Le Netflix à la française a-t-il un sens?
Avec l’ouverture du festival de Cannes, et la vague de rejet que suscite le géant américain de la VOD, revient sur le devant de la scène la question de l’opportunité de lancer un « Netflix à la française ». Projet ardemment défendu par la patronne de France Télévisions, mais qui pose plus de problèmes qu’il n’en résout. Un tel projet a-t-il un sens? J’en doute.
Quelles raisons pourraient en effet justifier les investissements que nécessiterait un tel projet, investissements d’autant plus colossaux d’ailleurs qu’ils seraient portés par une grande entreprise nationale ?
Est-ce l’absence d’acteurs de VOD nationaux? Allons donc. Canal Play existe depuis près de dix ans, de même que la VOD Orange.
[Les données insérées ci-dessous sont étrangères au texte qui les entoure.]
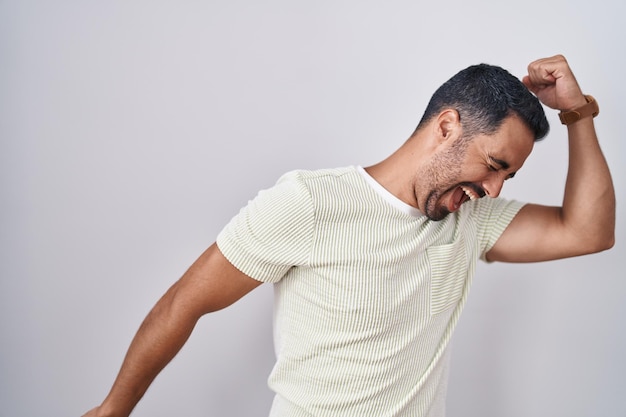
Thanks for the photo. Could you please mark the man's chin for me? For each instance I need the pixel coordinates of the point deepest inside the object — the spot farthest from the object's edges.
(437, 214)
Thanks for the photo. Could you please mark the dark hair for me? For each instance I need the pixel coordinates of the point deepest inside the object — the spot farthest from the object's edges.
(485, 95)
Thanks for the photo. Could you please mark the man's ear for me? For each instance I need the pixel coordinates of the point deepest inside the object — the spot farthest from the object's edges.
(448, 125)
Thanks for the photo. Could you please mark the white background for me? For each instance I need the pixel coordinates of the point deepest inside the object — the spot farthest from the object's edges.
(131, 132)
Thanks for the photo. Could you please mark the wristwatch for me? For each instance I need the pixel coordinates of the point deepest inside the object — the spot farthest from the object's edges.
(589, 109)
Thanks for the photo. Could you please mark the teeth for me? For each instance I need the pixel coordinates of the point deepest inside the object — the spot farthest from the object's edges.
(469, 193)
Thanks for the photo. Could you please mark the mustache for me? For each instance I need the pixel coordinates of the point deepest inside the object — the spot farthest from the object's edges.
(476, 188)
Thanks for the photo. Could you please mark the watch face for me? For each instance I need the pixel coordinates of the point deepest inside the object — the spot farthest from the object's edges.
(590, 109)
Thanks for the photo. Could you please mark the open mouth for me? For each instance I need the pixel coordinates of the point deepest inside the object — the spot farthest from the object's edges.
(465, 193)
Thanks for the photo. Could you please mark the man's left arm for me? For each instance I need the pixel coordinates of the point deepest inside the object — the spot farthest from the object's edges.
(586, 221)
MyTF1 est plus récent, mais je doute qu’il y ait de la place pour plus d’une dizaine d’acteurs de la VOD en France: nous représentons un marché étroit, et même si les habitudes des téléspectateurs sont en train de migrer de la télévision en direct vers les offres de rediffusion ou de replay, même si la location de vidéo a connu un joli succès il y a quelques années et si le téléchargement illégal est plutôt sur le déclin (mais pas le streaming illégal), on voit mal ce qu’apporterait une chaîne supplémentaire.
Est-ce le manque de contenus en français? Ce pourrait être un des arguments, tant la pauvreté des catalogues paraît flagrante, aussi bien d’ailleurs sur les contenus dans d’autres langues que le français. Les acteurs actuels de la VOD, comme Orange ou Canal Play, proposent entre 5000 et 10000 contenus, et encore, en comptant probablement chaque épisode de la moindre série comme un contenu à part entière. Mais ce qui vaut pour des acteurs comme la VOD Orange ou Canal Play vaudrait également pour le Netflix à la française: ce sont les accords avec les distributeurs qui régissent ce métier, pas le fait d’être à la française ou à la grec. Et ces accords sont régis pays par pays.
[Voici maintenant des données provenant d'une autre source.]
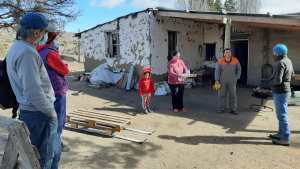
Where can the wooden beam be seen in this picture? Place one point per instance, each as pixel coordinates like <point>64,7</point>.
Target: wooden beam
<point>258,21</point>
<point>195,16</point>
<point>267,20</point>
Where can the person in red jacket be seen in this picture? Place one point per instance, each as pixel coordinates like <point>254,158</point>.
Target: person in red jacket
<point>146,89</point>
<point>57,72</point>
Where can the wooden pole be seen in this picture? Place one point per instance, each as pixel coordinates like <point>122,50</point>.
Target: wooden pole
<point>227,39</point>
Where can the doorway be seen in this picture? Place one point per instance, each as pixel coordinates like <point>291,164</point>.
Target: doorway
<point>240,50</point>
<point>172,42</point>
<point>210,51</point>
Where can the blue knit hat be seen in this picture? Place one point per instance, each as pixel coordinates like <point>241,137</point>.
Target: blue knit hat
<point>280,50</point>
<point>33,20</point>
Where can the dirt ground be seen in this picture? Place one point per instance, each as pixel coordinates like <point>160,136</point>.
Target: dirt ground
<point>198,139</point>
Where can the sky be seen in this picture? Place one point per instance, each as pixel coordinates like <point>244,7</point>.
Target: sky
<point>94,12</point>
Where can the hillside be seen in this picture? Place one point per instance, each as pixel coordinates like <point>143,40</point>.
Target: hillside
<point>68,44</point>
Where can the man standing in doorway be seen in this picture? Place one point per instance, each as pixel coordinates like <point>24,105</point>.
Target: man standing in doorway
<point>281,87</point>
<point>227,73</point>
<point>32,87</point>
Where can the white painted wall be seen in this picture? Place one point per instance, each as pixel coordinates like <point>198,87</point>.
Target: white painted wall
<point>191,35</point>
<point>292,40</point>
<point>134,41</point>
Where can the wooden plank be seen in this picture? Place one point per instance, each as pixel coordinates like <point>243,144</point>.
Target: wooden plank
<point>85,125</point>
<point>80,117</point>
<point>99,118</point>
<point>102,116</point>
<point>97,112</point>
<point>75,119</point>
<point>19,149</point>
<point>297,77</point>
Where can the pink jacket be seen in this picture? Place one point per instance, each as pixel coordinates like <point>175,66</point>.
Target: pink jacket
<point>176,68</point>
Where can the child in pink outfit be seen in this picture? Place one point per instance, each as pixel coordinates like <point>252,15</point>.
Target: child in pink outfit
<point>146,89</point>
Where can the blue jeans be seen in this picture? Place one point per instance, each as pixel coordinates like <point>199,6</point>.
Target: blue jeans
<point>281,106</point>
<point>43,134</point>
<point>60,108</point>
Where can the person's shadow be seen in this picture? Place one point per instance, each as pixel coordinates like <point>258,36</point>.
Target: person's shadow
<point>196,140</point>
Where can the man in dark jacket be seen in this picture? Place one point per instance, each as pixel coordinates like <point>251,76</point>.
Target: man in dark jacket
<point>281,88</point>
<point>227,72</point>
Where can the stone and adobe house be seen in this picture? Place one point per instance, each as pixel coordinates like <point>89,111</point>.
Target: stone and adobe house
<point>149,36</point>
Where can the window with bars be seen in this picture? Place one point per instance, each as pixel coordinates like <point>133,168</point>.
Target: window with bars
<point>112,44</point>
Est-ce le besoin d’un acteur international financé par des fonds français? L’État n’a-t-il donc pas d’autres déficits à combler, qu’il se prête, par l’intermédiaire d’un acteur public, aussi pertinent soit-il, au jeu insensé du financement d’une société dont la réussite et rien moins qu’assurée? Car il ne faut pas se leurrer, Netflix tient une position dominante par la qualité de son offre, certes, mais aussi par le truchement d’un marketing effréné, et je doute qu’une entreprise publique ait les moyens de se lancer dans ce petit jeu là. Ce n’est pas tant le premier entrant qui gagne, mais c’est surtout le fait qu’un spectateur moyen ne va pas s’abonner à trois ou quatre services différents. Et si Netflix ou Amazon proposent déjà une offre suffisamment riche pour ce spectateur là, il n’aura aucune raison de se reporter vers ce fameux Netflix à la française.
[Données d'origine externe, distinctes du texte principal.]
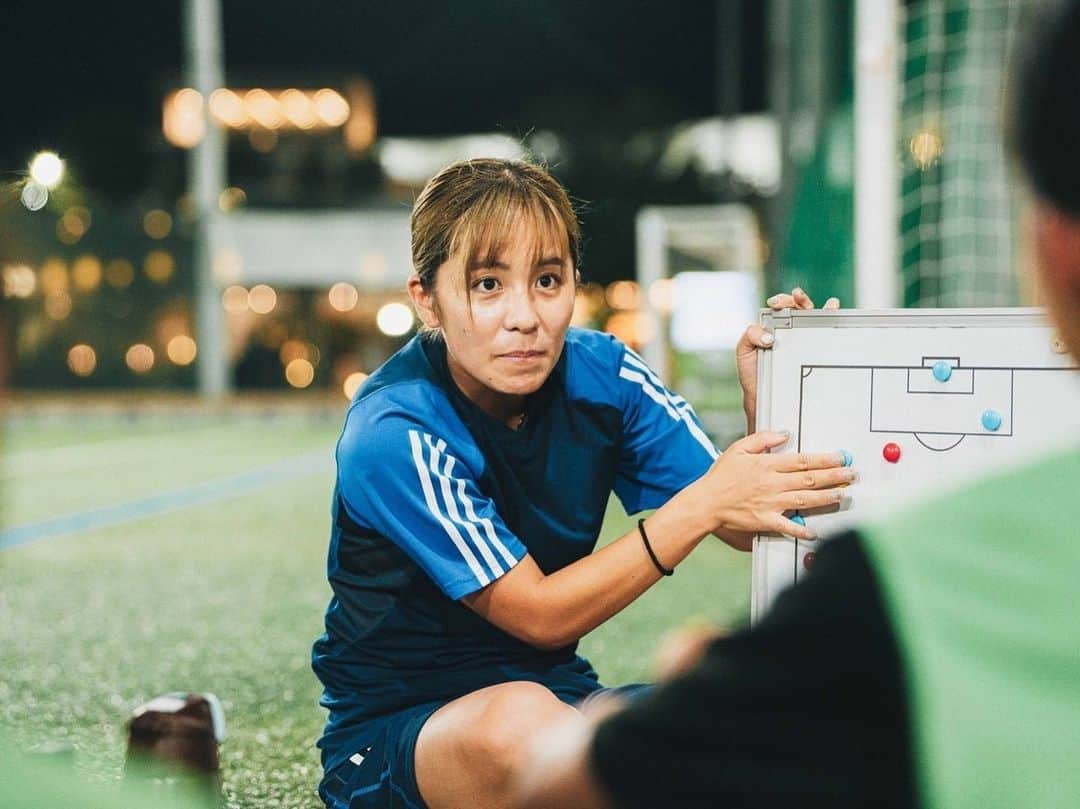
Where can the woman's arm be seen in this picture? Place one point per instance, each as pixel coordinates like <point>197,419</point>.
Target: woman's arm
<point>745,489</point>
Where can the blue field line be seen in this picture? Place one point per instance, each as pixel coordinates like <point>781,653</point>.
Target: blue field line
<point>200,494</point>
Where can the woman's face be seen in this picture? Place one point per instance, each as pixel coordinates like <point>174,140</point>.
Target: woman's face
<point>505,335</point>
En réalité, si France TV avait voulu se lancer dans la compétition, il aurait fallu s’y prendre beaucoup plus tôt. Au stade actuel, lancer un concurrent de Netflix, c’est aussi ridicule que d’imaginer ébranler le quasi monopole de Google ou Facebook avec de l’argent public. Si cette initiative devait, hélas, voir le jour, ce serait un gâchis, un immense gâchis. Et je doute que nos finances puissent se le permettre…
Alors braves gens, continuez à regarder Netflix. A 11 ou 12 euros par mois, pour une offre limitée en taille, mais illimitée en séances, le compromis n’est pas si mauvais.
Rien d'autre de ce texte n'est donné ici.